S.C. efforts aiming to get state’s schools back on track
COLUMBIA, S.C. (WIS) - South Carolina’s Education Oversight Committee is encouraging the state to use sales-tax revenue to get schools back on track from pandemic learning loss.
The committee made its recommendations Monday for Education Improvement Act funding, from the state’s one-cent sale tax that specifically supports public education.
EOC Executive Director Matthew Ferguson said this year, there is about an additional $90 million in EIA funding from this tax.
“South Carolina has performed much better than I think many people expected. I think we all thought we would be receiving less funds during COVID, but that was not actually the case last year or this year,” Ferguson said.

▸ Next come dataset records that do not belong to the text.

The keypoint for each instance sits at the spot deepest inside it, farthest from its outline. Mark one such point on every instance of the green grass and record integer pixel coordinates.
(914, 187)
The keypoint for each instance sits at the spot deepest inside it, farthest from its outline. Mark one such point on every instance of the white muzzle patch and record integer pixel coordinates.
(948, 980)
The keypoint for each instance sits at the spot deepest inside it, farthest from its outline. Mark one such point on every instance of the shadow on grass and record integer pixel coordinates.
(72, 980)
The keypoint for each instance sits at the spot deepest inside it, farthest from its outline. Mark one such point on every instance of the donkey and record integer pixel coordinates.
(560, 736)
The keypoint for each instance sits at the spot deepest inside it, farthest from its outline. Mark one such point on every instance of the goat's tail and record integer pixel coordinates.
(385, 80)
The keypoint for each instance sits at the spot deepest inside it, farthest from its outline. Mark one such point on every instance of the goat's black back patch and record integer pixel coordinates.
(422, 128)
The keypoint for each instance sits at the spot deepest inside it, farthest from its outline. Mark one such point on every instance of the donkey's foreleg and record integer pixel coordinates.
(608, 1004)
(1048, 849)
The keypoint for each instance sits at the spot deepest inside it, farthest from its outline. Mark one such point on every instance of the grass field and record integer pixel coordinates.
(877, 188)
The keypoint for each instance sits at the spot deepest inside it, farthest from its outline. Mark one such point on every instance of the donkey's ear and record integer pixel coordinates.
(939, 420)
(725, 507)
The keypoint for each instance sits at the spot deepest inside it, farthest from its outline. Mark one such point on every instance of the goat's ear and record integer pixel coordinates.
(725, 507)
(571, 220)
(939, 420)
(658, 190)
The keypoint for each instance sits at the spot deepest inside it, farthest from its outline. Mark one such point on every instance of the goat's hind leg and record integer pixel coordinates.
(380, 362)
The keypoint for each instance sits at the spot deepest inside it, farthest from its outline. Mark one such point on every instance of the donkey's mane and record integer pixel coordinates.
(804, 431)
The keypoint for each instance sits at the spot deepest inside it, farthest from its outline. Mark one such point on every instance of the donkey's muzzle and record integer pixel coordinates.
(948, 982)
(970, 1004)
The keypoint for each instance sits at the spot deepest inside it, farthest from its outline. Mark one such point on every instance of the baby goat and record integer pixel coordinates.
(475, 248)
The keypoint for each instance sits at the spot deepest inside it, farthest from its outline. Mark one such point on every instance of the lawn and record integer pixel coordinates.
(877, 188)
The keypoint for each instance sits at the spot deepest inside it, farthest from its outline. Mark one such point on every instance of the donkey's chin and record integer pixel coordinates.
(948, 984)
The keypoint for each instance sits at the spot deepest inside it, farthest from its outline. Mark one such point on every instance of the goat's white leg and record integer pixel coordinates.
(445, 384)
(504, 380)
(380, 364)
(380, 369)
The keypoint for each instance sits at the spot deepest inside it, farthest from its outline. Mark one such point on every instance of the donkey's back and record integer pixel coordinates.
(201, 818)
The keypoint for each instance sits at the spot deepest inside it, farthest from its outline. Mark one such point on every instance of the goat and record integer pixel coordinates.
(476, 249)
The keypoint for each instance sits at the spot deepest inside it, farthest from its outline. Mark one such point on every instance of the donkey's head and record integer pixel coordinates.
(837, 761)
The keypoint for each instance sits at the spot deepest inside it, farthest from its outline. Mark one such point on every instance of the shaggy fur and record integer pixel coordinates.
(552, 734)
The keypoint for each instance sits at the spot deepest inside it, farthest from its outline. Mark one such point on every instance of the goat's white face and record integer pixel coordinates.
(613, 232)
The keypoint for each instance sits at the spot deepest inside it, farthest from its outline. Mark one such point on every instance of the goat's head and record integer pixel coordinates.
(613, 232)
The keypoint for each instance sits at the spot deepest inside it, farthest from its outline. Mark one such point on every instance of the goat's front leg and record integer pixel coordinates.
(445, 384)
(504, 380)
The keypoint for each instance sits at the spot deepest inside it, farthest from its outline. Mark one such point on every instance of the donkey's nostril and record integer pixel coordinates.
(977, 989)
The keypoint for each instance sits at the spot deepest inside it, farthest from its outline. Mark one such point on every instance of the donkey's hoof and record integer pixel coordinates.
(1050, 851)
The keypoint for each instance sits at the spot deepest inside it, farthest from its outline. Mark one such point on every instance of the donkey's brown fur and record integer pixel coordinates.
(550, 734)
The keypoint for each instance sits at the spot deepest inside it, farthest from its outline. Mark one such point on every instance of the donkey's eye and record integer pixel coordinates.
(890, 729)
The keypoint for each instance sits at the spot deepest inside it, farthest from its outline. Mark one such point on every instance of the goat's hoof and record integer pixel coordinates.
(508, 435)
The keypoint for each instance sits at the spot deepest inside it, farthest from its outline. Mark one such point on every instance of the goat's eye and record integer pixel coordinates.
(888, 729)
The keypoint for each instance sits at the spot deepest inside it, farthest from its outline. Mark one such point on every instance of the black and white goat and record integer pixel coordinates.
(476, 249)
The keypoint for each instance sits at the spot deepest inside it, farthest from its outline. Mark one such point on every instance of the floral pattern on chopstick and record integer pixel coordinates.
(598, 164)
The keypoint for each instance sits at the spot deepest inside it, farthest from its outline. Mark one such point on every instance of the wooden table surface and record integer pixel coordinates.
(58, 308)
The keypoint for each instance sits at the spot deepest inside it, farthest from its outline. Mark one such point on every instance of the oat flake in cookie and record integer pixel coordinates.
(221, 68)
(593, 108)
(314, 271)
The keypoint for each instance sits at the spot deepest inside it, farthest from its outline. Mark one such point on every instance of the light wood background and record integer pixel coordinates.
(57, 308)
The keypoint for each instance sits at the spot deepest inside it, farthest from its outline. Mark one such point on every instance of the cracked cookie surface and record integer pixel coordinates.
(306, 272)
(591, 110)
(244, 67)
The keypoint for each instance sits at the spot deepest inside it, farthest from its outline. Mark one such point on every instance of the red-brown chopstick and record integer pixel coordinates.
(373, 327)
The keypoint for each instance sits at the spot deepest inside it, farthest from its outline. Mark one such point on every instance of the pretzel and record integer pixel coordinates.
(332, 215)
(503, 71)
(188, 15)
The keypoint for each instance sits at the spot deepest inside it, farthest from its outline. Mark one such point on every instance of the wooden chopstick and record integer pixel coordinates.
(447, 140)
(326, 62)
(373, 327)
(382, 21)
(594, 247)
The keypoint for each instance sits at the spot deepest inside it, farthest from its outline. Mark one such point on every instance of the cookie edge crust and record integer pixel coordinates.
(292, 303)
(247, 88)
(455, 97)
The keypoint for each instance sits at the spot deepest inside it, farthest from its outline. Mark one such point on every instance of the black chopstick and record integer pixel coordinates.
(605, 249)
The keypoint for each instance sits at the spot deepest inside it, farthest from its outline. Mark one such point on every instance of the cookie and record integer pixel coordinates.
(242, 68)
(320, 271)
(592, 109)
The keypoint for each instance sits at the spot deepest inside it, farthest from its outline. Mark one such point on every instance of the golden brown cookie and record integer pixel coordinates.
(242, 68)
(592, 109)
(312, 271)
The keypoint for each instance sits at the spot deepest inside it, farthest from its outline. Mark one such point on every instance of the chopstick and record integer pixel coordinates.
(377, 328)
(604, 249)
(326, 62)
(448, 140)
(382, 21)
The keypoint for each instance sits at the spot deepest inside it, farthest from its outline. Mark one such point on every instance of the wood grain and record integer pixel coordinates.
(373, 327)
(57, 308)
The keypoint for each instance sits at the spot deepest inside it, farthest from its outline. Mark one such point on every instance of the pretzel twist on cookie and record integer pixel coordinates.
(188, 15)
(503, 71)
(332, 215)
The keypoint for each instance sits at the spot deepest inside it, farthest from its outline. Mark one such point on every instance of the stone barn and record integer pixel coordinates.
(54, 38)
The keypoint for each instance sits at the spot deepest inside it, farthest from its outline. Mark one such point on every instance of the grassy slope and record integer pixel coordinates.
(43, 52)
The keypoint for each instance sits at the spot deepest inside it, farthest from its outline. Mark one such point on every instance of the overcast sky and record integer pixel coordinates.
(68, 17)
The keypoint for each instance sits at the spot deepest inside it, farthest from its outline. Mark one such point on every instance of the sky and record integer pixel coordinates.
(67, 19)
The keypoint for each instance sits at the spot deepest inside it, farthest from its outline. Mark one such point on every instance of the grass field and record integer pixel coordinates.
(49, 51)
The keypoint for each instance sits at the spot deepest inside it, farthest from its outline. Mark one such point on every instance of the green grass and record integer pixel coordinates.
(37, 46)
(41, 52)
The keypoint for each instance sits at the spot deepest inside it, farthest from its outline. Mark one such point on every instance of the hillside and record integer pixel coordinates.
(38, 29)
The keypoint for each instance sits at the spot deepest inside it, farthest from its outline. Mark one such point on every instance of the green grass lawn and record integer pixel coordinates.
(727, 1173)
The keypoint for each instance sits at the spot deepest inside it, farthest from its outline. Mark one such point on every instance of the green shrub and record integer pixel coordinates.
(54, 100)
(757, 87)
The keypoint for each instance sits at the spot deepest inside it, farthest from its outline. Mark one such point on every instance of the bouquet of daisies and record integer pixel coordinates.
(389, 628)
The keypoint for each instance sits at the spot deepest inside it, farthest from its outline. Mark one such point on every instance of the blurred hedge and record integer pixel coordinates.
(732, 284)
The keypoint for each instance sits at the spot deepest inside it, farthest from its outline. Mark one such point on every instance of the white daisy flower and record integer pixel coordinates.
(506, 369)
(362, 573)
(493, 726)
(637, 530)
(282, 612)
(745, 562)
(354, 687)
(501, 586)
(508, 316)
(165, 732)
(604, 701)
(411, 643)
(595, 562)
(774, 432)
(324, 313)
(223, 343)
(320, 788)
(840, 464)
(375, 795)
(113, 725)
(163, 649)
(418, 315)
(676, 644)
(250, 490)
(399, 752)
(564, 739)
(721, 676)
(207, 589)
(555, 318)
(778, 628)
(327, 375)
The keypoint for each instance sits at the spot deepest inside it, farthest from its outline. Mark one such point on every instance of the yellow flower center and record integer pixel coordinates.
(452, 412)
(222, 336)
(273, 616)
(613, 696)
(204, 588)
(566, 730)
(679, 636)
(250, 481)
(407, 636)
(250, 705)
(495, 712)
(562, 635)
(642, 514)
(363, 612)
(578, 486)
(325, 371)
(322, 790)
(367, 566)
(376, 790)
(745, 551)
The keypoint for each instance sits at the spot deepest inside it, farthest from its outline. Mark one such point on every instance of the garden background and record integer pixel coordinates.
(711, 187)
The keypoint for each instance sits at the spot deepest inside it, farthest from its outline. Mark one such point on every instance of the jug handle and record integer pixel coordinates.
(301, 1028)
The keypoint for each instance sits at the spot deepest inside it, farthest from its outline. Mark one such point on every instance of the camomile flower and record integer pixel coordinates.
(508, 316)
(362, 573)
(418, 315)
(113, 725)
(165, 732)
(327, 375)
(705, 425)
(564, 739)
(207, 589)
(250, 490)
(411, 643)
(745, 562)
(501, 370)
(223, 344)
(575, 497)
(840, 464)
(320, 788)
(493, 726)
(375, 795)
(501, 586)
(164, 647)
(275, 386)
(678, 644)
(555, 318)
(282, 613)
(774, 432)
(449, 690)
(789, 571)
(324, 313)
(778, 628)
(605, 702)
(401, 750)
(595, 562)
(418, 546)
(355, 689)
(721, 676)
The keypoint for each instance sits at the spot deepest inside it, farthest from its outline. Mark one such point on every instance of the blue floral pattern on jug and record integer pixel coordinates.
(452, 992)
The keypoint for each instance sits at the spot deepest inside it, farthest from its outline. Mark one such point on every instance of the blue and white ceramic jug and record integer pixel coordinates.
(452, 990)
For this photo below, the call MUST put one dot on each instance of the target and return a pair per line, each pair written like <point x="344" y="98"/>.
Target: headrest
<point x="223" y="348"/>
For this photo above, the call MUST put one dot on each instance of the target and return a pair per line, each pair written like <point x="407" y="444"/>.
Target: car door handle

The Education Oversight Committee is recommending the state prioritize three categories in using this sales-tax revenue in the next budget.
The first targets high-quality data to inform decisions, with recommendations of putting $3.5 million toward educational data dashboards, $3.2 million toward PowerSchool upgrades, and $1 million toward development of a school quality survey.
The second category focuses on high-quality instruction and materials for college and career readiness. In that group are recommendations of $50 million for one-on-one and small-group tutoring, $33.2 million for charter schools, and $20 million for additional instructional materials, among other recommended allocations.
The EOC’s final recommendations focus on high-quality teacher development, with spending targeting recruitment and retention.
That includes $34 million to provide additional paid training days on reading instruction for teachers in the state’s lowest-performing schools.
“To be identified as a Tier 2 or a Tier 3 Palmetto Literacy Project school, at least a third of your kids are not meeting standard, and if you’re Tier 3, then 50% of your kids are not meeting standard,” Ferguson said. “So our assumption would be that most of those teachers would need additional support to bring kids up to level.”
According to the EOC, less than half of South Carolina’s middle- and elementary-school students are at their grade level in math and reading, in now the third school year disrupted by the pandemic.
These recommendations will next be sent to leaders in the General Assembly and the governor for their consideration in the next state budget.